Comme d’habitude I

1.
Quando entro, olhas-me e sorris; aproximo-me devagar, antecipando o conforto do teu beijo, a familiaridade do teu cheiro, a carícia do teu toque. Cumprimos este ritual (desde quando? Como começou, afinal? Não me lembro) conscientes de que o abraço representa, talvez, o momento de maior intimidade, de maior partilha, de maior comunicação entre nós: o momento diário que simultaneamente redefine e rejuvenesce a nossa relação. Mas esta carga simbólica (poética?) não nos inibe, não nos constrange: precisamos do abraço, do que significa; e a cada dia, saboreamo-lo como se fosse a primeira vez, a última vez; a única vez.
Estamos juntos, finalmente: e os nossos corpos aconchegam-se, unem-se. Respiro o teu cheiro enquanto sinto a força dos teus braços, a tensão dos teus músculos; o teu rosto acomoda-se ao meu pescoço e encaixa com perfeição enquanto a minha mão acaricia o teu cabelo com delicadeza. E as nossas respirações serenam em sincronia enquanto o conforto que sentimos e partilhamos atrasa momentaneamente a voraz passagem do tempo. Ou, pelo menos, parece que assim é.
Pergunto-me, como sempre, se ainda sorrirás; que expressão terá o teu rosto? E os olhos: estarão abertos ou fechados? Não sei, talvez não queira verdadeiramente saber; afinal, é irrelevante.

2.
Cumpro, então, o meu hábito secreto. Os teus cabelos estão, como sempre, junto ao meu rosto, magicamente próximos; e concentro-me neles: olho-os, exploro-os, estudo-os; até encontrar o que procuro.
Nunca te contei, nunca falámos disto; mas a verdade é que durante o nosso abraço diário vou estudando e realizando uma espécie de inventário mental do teu cabelo. A verdade (suspeito que não gostarias de a conhecer ou, pelo menos, de a consciencializar, de a verbalizar; mas é, efectivamente, a realidade concreta e palpável, definitiva) é que todos os dias descubro um novo cabelo branco na tua cabeça.
Sim, todos os dias: um novo abraço, um novo cabelo branco; todos os dias: menos um dia.

3.
Por vezes (como agora), sinto a tentação de te perguntar se não terás já reparado nesta evidência da passagem do tempo, da diminuição dos dias disponíveis; terás notado que envelheces?

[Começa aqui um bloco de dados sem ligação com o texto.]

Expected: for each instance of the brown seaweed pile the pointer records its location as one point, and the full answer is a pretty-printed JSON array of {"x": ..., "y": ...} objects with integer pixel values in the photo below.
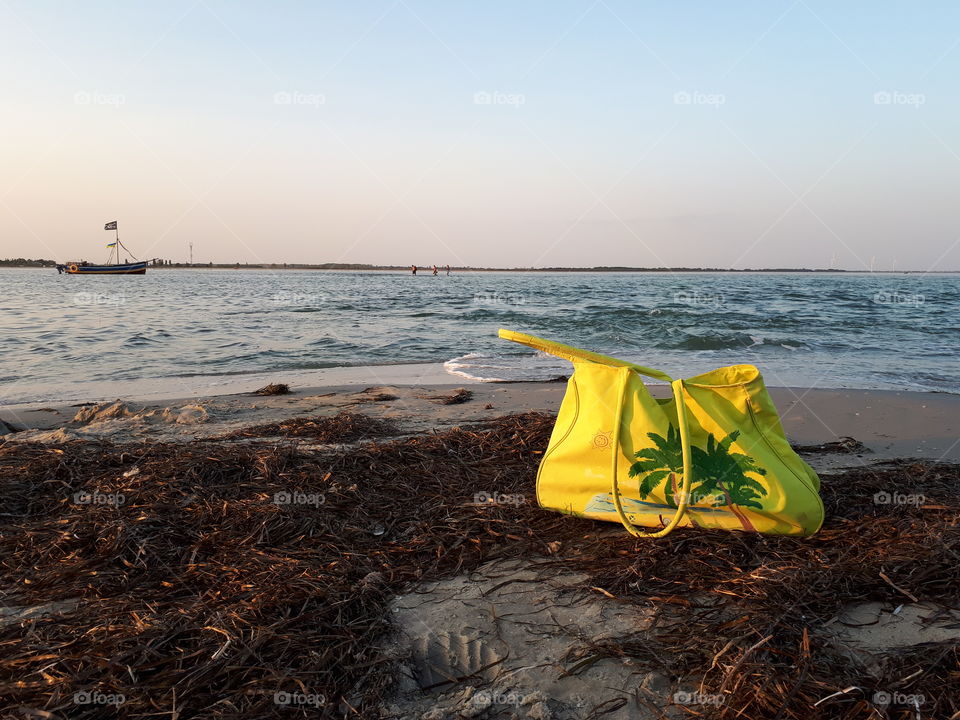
[
  {"x": 209, "y": 579},
  {"x": 273, "y": 389},
  {"x": 344, "y": 427}
]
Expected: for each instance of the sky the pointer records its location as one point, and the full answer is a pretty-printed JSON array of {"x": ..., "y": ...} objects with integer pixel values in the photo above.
[{"x": 785, "y": 133}]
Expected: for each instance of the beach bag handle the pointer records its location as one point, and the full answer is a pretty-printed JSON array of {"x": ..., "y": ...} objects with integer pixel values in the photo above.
[
  {"x": 677, "y": 386},
  {"x": 624, "y": 370},
  {"x": 573, "y": 354}
]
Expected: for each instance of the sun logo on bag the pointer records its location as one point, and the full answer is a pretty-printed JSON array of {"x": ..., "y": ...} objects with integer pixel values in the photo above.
[{"x": 602, "y": 440}]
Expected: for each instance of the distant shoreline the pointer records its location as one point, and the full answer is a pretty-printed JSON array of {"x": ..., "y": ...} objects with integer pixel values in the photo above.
[{"x": 425, "y": 269}]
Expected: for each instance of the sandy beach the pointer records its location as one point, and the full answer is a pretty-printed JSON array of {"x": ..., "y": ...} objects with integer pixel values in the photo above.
[
  {"x": 384, "y": 588},
  {"x": 890, "y": 424}
]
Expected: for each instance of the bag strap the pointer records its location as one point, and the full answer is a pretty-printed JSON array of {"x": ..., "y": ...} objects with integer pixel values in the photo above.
[
  {"x": 573, "y": 354},
  {"x": 687, "y": 460}
]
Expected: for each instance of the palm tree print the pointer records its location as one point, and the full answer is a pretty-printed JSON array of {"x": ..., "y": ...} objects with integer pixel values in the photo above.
[
  {"x": 664, "y": 461},
  {"x": 723, "y": 473},
  {"x": 718, "y": 473}
]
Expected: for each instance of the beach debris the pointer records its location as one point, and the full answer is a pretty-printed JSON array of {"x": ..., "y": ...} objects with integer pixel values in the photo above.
[
  {"x": 376, "y": 394},
  {"x": 460, "y": 395},
  {"x": 344, "y": 427},
  {"x": 841, "y": 445},
  {"x": 200, "y": 553},
  {"x": 187, "y": 415},
  {"x": 8, "y": 427},
  {"x": 273, "y": 389},
  {"x": 102, "y": 411}
]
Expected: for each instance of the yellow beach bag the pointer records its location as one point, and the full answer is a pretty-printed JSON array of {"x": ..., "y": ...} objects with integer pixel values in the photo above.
[{"x": 713, "y": 456}]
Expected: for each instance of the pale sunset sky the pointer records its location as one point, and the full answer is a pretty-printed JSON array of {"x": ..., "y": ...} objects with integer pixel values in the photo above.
[{"x": 602, "y": 132}]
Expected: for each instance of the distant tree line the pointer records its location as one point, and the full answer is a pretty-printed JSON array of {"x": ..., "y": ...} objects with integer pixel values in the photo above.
[{"x": 26, "y": 262}]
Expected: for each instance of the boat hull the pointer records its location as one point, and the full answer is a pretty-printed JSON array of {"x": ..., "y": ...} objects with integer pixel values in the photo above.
[{"x": 138, "y": 268}]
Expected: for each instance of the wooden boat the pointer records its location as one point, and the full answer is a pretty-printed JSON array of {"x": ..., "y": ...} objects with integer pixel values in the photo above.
[
  {"x": 112, "y": 266},
  {"x": 85, "y": 268}
]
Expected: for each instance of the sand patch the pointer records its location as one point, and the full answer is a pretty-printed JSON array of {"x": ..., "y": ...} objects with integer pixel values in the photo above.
[{"x": 513, "y": 640}]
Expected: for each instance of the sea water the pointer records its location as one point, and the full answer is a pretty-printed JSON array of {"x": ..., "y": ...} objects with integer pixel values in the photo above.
[{"x": 829, "y": 330}]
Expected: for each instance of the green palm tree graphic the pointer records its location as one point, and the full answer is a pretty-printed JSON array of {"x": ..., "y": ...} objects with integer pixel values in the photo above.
[
  {"x": 658, "y": 463},
  {"x": 721, "y": 472},
  {"x": 718, "y": 473}
]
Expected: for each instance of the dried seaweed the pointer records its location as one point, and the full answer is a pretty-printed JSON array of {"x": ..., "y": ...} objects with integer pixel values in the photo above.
[
  {"x": 273, "y": 389},
  {"x": 341, "y": 428},
  {"x": 231, "y": 572}
]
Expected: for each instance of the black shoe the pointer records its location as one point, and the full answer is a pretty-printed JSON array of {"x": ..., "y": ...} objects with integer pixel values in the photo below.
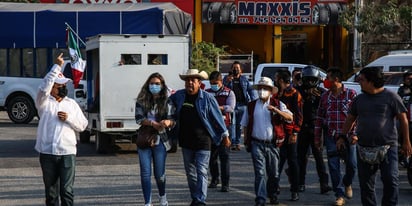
[
  {"x": 274, "y": 200},
  {"x": 225, "y": 189},
  {"x": 213, "y": 184},
  {"x": 294, "y": 196},
  {"x": 325, "y": 189},
  {"x": 302, "y": 188}
]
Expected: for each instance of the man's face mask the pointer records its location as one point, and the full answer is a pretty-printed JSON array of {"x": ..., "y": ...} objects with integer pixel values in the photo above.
[
  {"x": 327, "y": 83},
  {"x": 62, "y": 91}
]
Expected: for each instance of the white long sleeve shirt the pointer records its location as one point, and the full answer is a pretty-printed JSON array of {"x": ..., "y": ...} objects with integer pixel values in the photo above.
[
  {"x": 262, "y": 122},
  {"x": 53, "y": 135}
]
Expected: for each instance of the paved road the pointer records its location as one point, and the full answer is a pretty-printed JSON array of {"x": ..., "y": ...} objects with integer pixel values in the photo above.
[{"x": 114, "y": 179}]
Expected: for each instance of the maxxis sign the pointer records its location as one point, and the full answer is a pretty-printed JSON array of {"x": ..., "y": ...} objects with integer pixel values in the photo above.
[{"x": 272, "y": 12}]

E por que motivo nunca falámos sobre isso? Gostava de te confessar, também, o meu receio mais aflitivo; confidenciar-te que temo um pouco o dia em que todos os teus cabelos estejam brancos; porque, quando isso acontecer, como poderei continuar a ter a percepção da passagem do tempo? (Suponho que sorrirás, se te falar disto.) Quando for impossível descobrir um novo cabelo branco, como poderei ter a certeza de que o tempo ainda está efectivamente a passar, dia após dia, comme d’habitude? O que poderá testemunhar a mudança, provar-me que o tempo não parou, pelo menos para nós?
Sim, gostaria de te falar sobre tudo isto; e escutar o teu riso irónico e displicente, enquanto me escutarias, atenta, surpreendida; mas ainda não será hoje, agora. Porque sinto o teu corpo desprender-se do meu, afastando-me com suavidade. E logo desaparecem as reflexões, substituídas pela dúvida habitual, irrelevante e inócua, insistente: quanto tempo estivemos abraçados? (Por vezes, faço breves e ingénuos cálculos, estimativas, projecções: tentando adivinhar.) Quase em simultâneo, outra questão (menos irrelevante, menos inócua; mais insistente): por que motivo és sempre tu a decretar o fim do abraço?

4.
Olhas-me durante um instante, sorris (ou será ainda o mesmo sorriso?); depois, afastas-te, lânguida e preguiçosa (rejuvenescida?). Perguntas, lá de longe: o que te apetece para o jantar?